MINDACT Trial - Sparing patients an aggressive treatment they would not benefit from

Many patients with early-stage breast cancer receive chemotherapy after surgery to reduce the risk of breast cancer recurrence. The MINDACT trial was designed to identify those patients with early-stage breast cancer (with 0 to 3 involved lymph nodes) who can be safely spared from aggressive treatment. MINDACT has demonstrated that the analysis of genes in the cancer cells can provide important information about the biology of a patient’s tumour beyond the clinical-pathological tests traditionally used to make treatment decisions.

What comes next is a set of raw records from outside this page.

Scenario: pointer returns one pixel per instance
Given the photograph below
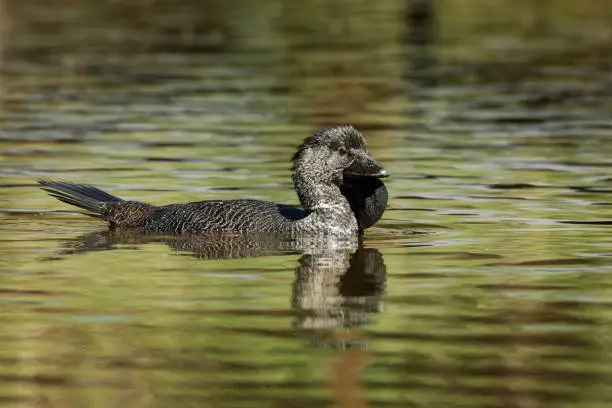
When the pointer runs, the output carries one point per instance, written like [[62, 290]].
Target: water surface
[[493, 119]]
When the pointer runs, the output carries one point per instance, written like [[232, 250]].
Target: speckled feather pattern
[[317, 174]]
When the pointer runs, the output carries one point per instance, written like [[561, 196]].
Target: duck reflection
[[338, 290], [337, 287]]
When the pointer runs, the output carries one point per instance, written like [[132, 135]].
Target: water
[[493, 119]]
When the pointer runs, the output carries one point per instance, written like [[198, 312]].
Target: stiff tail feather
[[80, 195]]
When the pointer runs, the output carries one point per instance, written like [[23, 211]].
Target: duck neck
[[319, 194]]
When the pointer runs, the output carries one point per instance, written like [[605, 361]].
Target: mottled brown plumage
[[334, 176]]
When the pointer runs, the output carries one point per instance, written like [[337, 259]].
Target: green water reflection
[[492, 118]]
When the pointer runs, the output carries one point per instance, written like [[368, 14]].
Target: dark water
[[493, 119]]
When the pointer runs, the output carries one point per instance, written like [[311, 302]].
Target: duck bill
[[365, 166]]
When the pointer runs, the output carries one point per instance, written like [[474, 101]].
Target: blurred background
[[492, 117]]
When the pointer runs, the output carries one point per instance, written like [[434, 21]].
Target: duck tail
[[81, 195]]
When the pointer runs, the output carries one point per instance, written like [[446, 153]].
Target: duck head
[[336, 152], [338, 156]]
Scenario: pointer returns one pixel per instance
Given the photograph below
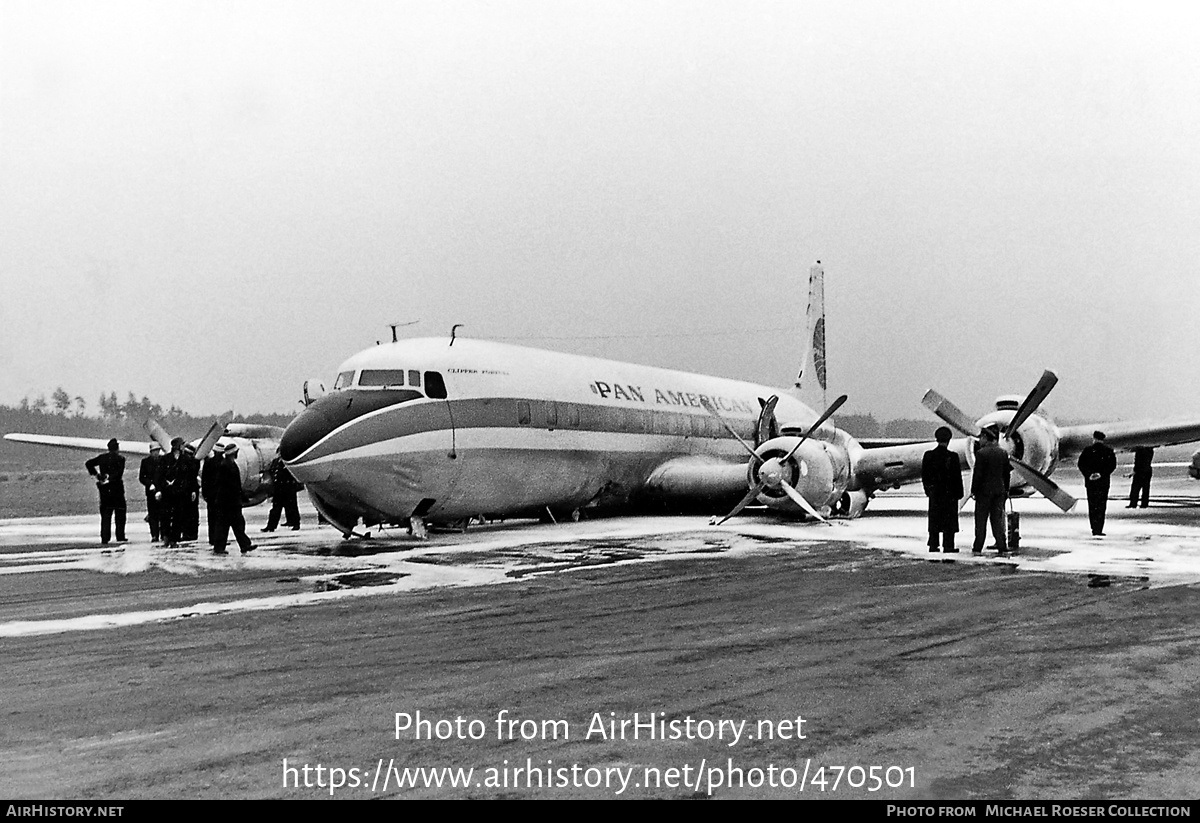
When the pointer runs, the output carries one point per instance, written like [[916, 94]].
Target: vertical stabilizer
[[810, 382]]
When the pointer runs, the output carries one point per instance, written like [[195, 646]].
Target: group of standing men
[[942, 478], [174, 486]]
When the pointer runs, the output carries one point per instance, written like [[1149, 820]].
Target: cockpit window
[[435, 386], [382, 377]]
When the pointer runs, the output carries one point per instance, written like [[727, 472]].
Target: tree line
[[64, 413]]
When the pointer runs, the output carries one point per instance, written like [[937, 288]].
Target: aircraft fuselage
[[445, 432]]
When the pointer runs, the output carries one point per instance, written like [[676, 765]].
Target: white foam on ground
[[1143, 544]]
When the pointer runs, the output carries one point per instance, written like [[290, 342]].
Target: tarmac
[[654, 656]]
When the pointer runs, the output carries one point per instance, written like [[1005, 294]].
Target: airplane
[[430, 431], [433, 431], [257, 446], [1036, 445]]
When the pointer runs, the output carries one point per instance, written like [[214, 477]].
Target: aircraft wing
[[1073, 439], [893, 466], [882, 442], [93, 444]]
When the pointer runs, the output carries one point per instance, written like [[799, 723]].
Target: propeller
[[957, 419], [157, 433], [205, 445], [767, 426], [1032, 401], [1049, 488], [949, 413], [773, 472], [210, 438]]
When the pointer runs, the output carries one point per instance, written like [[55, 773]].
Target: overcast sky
[[209, 202]]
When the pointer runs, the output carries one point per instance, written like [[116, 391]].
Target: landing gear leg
[[417, 526]]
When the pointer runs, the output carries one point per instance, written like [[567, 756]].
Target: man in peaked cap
[[108, 470], [209, 488], [989, 486], [228, 500], [169, 493], [941, 474], [190, 497], [1097, 464], [147, 475]]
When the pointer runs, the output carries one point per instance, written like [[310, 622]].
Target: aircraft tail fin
[[810, 382]]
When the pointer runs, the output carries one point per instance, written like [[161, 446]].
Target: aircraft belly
[[495, 470]]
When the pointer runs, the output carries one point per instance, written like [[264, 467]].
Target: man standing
[[989, 485], [209, 475], [228, 499], [147, 476], [169, 493], [190, 499], [283, 497], [108, 470], [941, 473], [1097, 464], [1143, 469]]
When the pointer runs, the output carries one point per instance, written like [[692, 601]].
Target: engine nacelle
[[1035, 443], [817, 470], [253, 458]]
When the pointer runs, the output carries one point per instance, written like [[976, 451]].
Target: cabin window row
[[394, 378], [549, 414]]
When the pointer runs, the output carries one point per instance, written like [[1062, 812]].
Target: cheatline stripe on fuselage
[[538, 439], [502, 413]]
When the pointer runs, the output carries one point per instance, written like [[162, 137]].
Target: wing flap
[[93, 444], [1073, 439]]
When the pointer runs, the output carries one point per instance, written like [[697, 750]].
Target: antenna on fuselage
[[397, 325]]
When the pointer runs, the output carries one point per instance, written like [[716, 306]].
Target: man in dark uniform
[[1143, 469], [283, 497], [209, 488], [169, 493], [228, 499], [147, 476], [989, 485], [190, 504], [941, 473], [108, 469], [1097, 464]]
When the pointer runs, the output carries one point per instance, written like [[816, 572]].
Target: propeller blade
[[798, 499], [949, 413], [826, 415], [1049, 488], [712, 410], [1032, 401], [157, 433], [767, 425], [744, 502], [210, 438]]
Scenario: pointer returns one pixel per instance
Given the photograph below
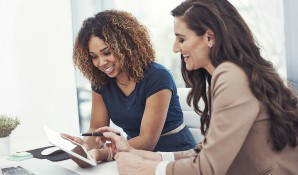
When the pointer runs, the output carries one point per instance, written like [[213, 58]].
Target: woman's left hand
[[131, 164]]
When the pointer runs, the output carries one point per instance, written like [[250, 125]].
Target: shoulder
[[229, 82], [156, 69], [230, 73]]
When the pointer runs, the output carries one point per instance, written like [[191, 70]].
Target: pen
[[96, 134]]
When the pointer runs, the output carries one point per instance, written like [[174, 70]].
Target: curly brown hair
[[235, 43], [128, 39]]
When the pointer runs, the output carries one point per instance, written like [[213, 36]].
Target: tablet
[[67, 145]]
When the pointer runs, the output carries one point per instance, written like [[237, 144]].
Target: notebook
[[67, 146]]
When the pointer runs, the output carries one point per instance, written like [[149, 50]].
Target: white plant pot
[[4, 146]]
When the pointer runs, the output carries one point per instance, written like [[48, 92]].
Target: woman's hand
[[131, 164], [77, 149], [119, 143]]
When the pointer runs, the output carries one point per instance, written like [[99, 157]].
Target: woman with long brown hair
[[250, 118], [114, 52]]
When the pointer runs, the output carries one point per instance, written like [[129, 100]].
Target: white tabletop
[[109, 168]]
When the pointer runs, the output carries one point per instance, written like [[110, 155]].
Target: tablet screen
[[56, 139]]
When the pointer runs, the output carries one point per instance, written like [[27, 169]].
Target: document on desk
[[56, 139]]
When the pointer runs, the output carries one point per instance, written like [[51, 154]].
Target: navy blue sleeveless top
[[127, 111]]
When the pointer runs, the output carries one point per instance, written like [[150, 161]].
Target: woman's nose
[[99, 62]]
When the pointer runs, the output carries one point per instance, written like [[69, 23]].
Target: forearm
[[147, 154], [142, 143]]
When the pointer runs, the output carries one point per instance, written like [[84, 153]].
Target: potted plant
[[7, 125]]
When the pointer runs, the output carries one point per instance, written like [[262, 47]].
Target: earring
[[210, 45]]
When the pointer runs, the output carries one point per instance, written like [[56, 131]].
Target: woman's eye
[[181, 40], [107, 53], [92, 57]]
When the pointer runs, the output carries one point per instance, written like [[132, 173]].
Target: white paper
[[67, 146]]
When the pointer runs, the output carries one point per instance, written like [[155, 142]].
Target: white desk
[[109, 168]]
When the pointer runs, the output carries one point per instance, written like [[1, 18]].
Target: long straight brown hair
[[234, 42]]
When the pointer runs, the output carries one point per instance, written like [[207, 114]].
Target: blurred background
[[39, 84]]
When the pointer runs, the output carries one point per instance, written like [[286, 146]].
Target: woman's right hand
[[119, 143], [77, 149]]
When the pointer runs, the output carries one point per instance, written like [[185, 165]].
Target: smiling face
[[103, 58], [194, 49]]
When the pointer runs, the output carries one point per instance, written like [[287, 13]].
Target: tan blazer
[[237, 141]]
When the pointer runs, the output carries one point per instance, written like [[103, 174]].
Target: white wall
[[291, 28], [37, 81]]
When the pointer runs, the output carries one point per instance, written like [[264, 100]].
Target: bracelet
[[110, 154], [168, 156]]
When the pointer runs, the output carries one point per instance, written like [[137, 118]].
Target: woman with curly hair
[[250, 119], [114, 52]]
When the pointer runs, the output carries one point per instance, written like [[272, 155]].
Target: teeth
[[185, 56], [109, 69]]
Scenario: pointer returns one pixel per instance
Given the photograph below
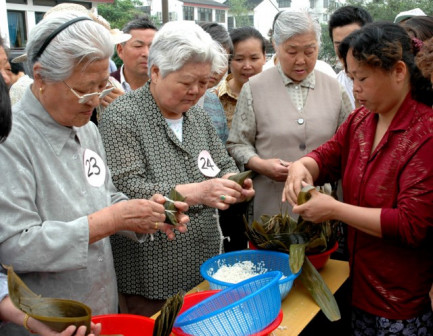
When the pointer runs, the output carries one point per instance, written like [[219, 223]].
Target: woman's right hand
[[298, 173], [148, 216], [275, 169], [43, 330]]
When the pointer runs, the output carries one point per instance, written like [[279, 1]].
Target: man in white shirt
[[134, 53], [341, 23]]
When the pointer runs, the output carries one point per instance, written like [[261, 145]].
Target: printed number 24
[[206, 163], [93, 168]]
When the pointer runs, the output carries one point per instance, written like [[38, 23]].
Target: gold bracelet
[[26, 319]]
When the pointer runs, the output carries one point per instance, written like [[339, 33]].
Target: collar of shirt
[[405, 114], [308, 82], [224, 88], [57, 135], [123, 81]]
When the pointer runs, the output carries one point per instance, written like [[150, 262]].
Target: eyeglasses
[[88, 96]]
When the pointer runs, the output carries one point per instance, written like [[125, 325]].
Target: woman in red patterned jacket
[[383, 155]]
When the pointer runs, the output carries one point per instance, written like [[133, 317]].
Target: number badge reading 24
[[94, 168], [206, 165]]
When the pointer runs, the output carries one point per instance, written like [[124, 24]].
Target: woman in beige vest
[[286, 111]]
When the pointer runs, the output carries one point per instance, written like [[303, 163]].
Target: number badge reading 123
[[94, 168], [206, 165]]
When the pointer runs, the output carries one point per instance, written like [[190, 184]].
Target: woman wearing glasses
[[57, 200]]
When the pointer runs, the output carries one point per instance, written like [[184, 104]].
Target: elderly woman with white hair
[[157, 139], [285, 111], [58, 203]]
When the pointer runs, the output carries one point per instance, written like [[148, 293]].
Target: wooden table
[[298, 307]]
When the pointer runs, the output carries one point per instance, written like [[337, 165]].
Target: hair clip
[[416, 44]]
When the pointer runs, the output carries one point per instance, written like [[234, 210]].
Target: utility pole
[[164, 11]]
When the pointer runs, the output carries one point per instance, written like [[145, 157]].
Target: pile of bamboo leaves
[[298, 238]]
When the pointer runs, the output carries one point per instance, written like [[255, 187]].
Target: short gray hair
[[82, 41], [180, 42], [291, 23]]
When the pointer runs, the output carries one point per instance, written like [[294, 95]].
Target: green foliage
[[120, 12], [380, 10], [239, 10]]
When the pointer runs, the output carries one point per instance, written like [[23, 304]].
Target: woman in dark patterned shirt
[[157, 139]]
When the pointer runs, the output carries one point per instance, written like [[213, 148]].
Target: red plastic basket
[[318, 260], [125, 324]]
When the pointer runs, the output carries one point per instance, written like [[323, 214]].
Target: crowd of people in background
[[90, 154]]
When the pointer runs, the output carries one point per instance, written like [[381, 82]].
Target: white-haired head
[[82, 42], [180, 42]]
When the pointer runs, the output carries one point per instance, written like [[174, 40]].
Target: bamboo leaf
[[297, 256], [320, 292], [164, 322]]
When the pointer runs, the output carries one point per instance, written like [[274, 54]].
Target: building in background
[[18, 17]]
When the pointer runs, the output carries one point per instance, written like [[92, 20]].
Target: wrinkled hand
[[298, 173], [148, 216], [43, 330], [275, 169], [108, 99], [318, 208], [431, 296], [221, 192]]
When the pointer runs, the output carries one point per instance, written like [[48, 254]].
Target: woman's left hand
[[43, 330], [319, 208], [431, 296], [247, 191]]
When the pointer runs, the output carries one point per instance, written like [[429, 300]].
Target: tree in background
[[120, 12]]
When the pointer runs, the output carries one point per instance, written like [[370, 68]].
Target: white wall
[[264, 15]]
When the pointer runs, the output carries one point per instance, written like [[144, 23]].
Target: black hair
[[16, 67], [244, 33], [139, 23], [347, 15], [420, 27], [5, 111], [219, 33], [382, 45]]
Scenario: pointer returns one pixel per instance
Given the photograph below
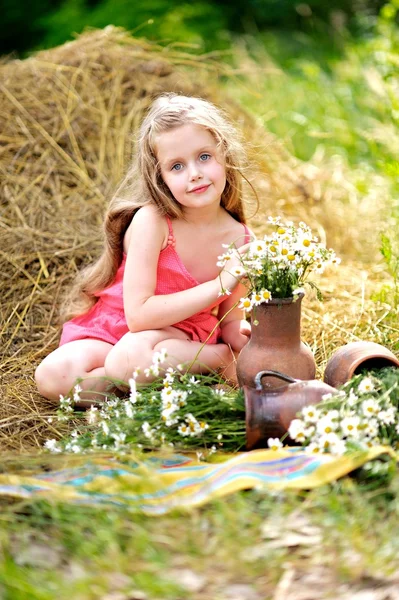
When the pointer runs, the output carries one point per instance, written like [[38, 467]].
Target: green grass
[[50, 550]]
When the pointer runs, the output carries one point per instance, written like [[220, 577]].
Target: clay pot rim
[[289, 300], [362, 359]]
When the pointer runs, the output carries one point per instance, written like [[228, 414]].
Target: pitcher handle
[[261, 374]]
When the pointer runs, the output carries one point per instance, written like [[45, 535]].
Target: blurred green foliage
[[206, 23]]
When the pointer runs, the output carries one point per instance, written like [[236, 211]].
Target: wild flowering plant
[[280, 264], [364, 413], [178, 410]]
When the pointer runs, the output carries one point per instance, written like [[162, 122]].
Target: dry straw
[[67, 118]]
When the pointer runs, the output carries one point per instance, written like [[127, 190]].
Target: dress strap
[[171, 237], [247, 235]]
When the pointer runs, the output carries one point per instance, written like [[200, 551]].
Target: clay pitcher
[[269, 411], [355, 357], [275, 344]]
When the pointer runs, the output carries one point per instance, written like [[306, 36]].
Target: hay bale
[[66, 122]]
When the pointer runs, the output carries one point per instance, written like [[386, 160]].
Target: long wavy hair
[[143, 185]]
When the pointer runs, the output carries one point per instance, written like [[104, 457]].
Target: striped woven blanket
[[156, 483]]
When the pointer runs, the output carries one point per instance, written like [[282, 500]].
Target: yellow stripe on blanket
[[156, 483]]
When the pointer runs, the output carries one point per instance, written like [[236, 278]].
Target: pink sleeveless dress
[[106, 320]]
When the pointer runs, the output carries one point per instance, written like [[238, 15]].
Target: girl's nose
[[195, 173]]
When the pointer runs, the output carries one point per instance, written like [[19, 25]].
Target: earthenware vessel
[[275, 344], [269, 411], [357, 357]]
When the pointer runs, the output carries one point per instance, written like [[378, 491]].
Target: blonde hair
[[143, 185]]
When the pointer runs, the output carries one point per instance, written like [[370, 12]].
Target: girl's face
[[191, 165]]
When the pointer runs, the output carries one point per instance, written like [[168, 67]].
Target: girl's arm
[[147, 235]]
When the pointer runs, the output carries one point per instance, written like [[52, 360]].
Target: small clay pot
[[355, 357], [269, 411]]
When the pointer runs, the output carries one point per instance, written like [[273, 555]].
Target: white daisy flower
[[274, 443], [366, 385]]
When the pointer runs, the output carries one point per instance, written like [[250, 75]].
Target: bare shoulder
[[146, 222]]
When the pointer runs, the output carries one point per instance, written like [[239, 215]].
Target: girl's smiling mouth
[[199, 189]]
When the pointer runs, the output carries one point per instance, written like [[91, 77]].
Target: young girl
[[157, 285]]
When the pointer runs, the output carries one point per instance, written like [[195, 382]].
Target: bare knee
[[131, 354], [52, 379]]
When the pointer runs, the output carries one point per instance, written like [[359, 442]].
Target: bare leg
[[58, 372], [137, 349]]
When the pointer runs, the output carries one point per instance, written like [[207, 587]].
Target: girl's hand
[[234, 271]]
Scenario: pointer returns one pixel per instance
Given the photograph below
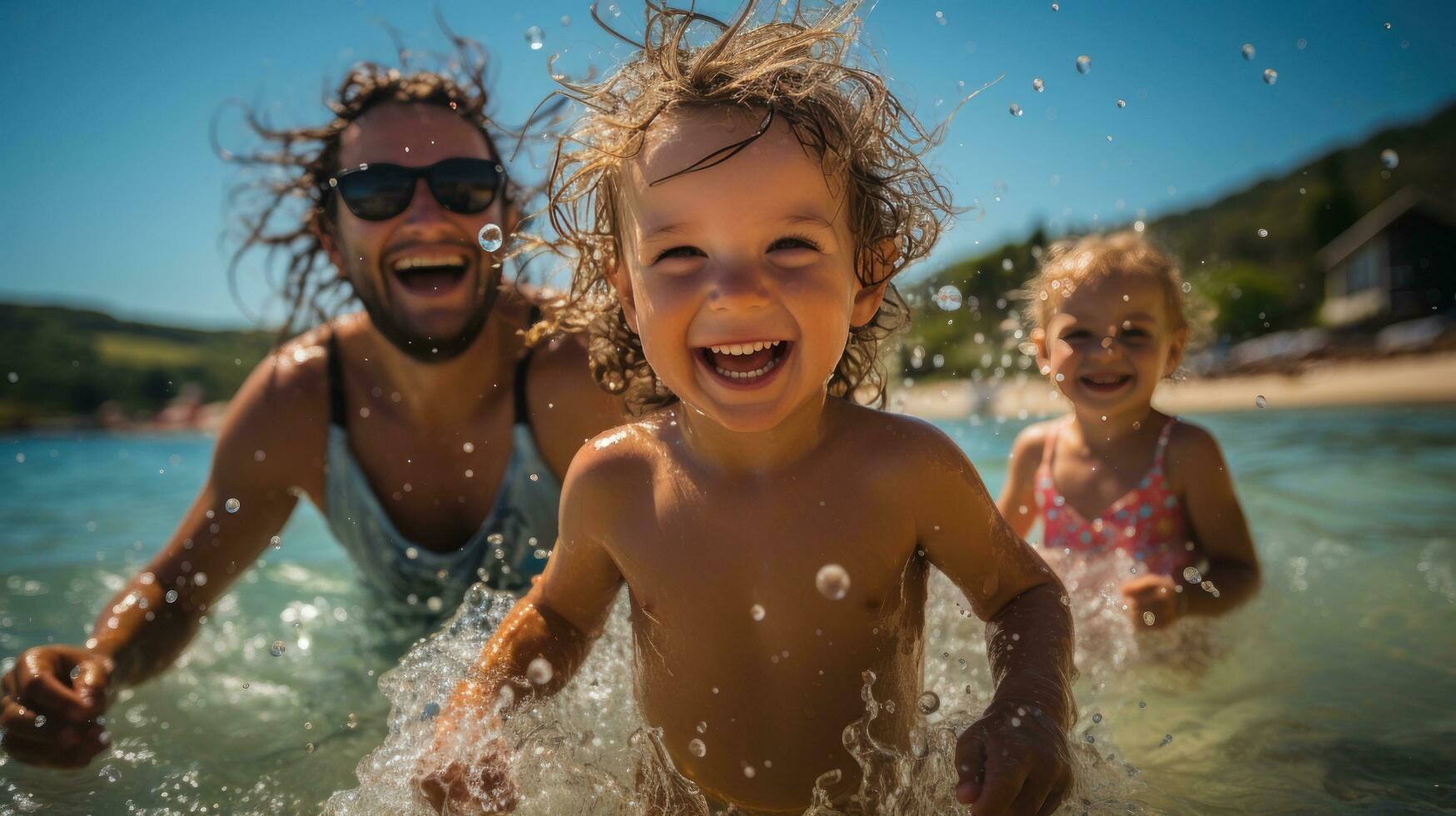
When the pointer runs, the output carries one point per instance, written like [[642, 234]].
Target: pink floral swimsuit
[[1148, 522]]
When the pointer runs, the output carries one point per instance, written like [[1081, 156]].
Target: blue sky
[[112, 197]]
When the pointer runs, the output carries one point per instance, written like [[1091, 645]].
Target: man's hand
[[1014, 759], [1154, 600], [480, 787], [50, 704]]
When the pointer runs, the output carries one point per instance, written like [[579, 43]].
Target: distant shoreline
[[1392, 381]]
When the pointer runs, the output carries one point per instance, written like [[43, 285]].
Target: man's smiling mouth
[[430, 274]]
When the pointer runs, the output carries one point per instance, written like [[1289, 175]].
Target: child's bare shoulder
[[614, 458], [903, 443], [1032, 439], [1193, 452]]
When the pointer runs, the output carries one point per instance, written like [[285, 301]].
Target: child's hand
[[1155, 596], [1014, 759], [450, 789]]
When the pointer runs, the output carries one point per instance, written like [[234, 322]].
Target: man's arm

Use of the MammaPrint® test has shown that up to 46% of the patients who in the past would have been considered at high risk of breast cancer relapse and would therefore receive chemotherapy can now safely avoid such treatment.
Dr. Martine Piccart, MD, PhD, co-founder and chair of the Breast International Group (BIG) and head of the Medicine Department at the Jules Bordet Institute in Brussels, Belgium, was a co-principal investigator of the trial. MINDACT can be qualified as a landmark study she said, “Not only has the MINDACT trial the potential to change the way doctors treat patients with breast cancer, it has also created a huge resource for future research, because research using the participants’ tumour samples, blood samples, and clinical outcomes data could allow us to gain a substantially better understanding of the biology of breast cancer.”
The MINDACT trial is managed and sponsored by the European Organisation of Research and Treatment of Cancer (EORTC) as part of an extensive and complex partnership in collaboration with BIG, Agendia (MammaPrint®) and many other academic and commercial partners, as well as Europa Donna, the European Breast Cancer Coalition.